How to do that? Could you please help.

 df = umls.map_umls2icd10()
umls2icd10 = dict(zip(dataframe['CUI'], dataframe['CODE']))
cat.cdb.addl_info['cui2icd10']= umls2icd10

Does this work

As far as I can tell, that should work.

It worked. But It seems there are only 13k concepts in 2019 MRCONSO with icd 10 codes.

First of all, the full UMLS model was created with the 2022AA release, as I mentioned above. So the 2019 version may have a significant amount of differences.

As for why there would the “only 13k concepts”.
Is that based on the actual MRCONSO.RRF file?
If that’s the case, then there’s nothing I can do about it.
However, if you’re referring to the number of concepts that map to ICD10 in UMLS, the issue might be in the way you’ve created your mapping. What you’ve done allows any UMLS CUI to map to only one ICD10 code. There may be some CUIs that should map to more than one ICD10 code.

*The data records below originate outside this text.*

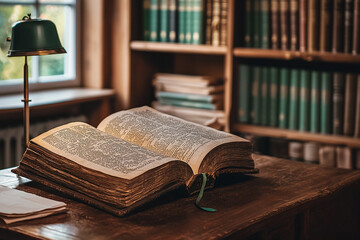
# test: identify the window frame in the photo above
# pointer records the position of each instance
(58, 81)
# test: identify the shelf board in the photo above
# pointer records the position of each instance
(297, 135)
(296, 55)
(177, 48)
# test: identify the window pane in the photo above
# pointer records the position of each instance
(11, 67)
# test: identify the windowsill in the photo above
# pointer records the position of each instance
(53, 98)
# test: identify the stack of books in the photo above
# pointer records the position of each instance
(195, 98)
(185, 21)
(300, 99)
(305, 25)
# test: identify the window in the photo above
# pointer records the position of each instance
(44, 71)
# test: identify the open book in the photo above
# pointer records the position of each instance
(131, 158)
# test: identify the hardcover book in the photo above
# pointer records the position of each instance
(131, 158)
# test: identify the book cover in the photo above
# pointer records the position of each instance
(325, 25)
(284, 98)
(164, 17)
(172, 28)
(338, 103)
(349, 106)
(315, 102)
(154, 20)
(146, 20)
(284, 24)
(294, 99)
(294, 25)
(304, 102)
(326, 103)
(244, 93)
(274, 97)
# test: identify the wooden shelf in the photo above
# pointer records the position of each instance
(296, 135)
(177, 48)
(296, 55)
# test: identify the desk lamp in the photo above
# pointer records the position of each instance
(31, 37)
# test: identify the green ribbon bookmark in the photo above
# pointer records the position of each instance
(201, 193)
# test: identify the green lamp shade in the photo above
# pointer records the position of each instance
(34, 37)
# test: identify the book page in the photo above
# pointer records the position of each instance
(165, 134)
(97, 150)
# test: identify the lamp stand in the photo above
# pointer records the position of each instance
(26, 100)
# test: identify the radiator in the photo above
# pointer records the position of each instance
(12, 144)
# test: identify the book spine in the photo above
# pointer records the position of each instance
(249, 13)
(325, 114)
(216, 23)
(208, 22)
(154, 20)
(338, 103)
(274, 96)
(348, 25)
(223, 22)
(325, 24)
(302, 25)
(294, 99)
(294, 25)
(181, 21)
(304, 100)
(356, 27)
(257, 23)
(275, 31)
(337, 34)
(172, 31)
(164, 14)
(284, 98)
(350, 95)
(357, 111)
(284, 24)
(256, 95)
(312, 33)
(244, 93)
(197, 23)
(189, 21)
(265, 96)
(315, 102)
(146, 20)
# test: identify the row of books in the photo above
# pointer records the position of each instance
(305, 25)
(185, 21)
(198, 99)
(312, 152)
(299, 99)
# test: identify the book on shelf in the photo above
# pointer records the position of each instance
(132, 158)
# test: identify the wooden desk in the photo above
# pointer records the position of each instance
(286, 200)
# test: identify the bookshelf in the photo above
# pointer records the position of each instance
(222, 61)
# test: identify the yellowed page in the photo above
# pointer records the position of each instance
(94, 149)
(166, 135)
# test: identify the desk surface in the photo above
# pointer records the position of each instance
(291, 197)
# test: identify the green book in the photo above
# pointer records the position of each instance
(304, 102)
(197, 17)
(181, 21)
(249, 13)
(294, 99)
(284, 98)
(265, 95)
(264, 23)
(274, 97)
(164, 16)
(188, 21)
(146, 20)
(315, 102)
(154, 20)
(244, 93)
(256, 95)
(325, 103)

I think that is probably correct.

I am working with the 2023AA release right now and there are also around 13k UMLS CUIs associated with ICD10 codes:

And there are indeed some CUIs that map to multiple ICD10 codes, as dropping duplicate CUIs after reducing the dataframe to only the columns with unique rows of CUI and CODE leads to 11552 rows.
grafik

Alternatively, you can see how many concepts with ICD codes are in the current UMLS version in total in the statistics overview:
https://www.nlm.nih.gov/research/umls/sourcereleasedocs/current/ICD10/stats.html

So the current UMLS version has 11560 concepts with ICD codes (at the bottom at " Source Overlap").

Okay. So it doesn’t make a difference if I choose 2023 umls files instead of 2019 files.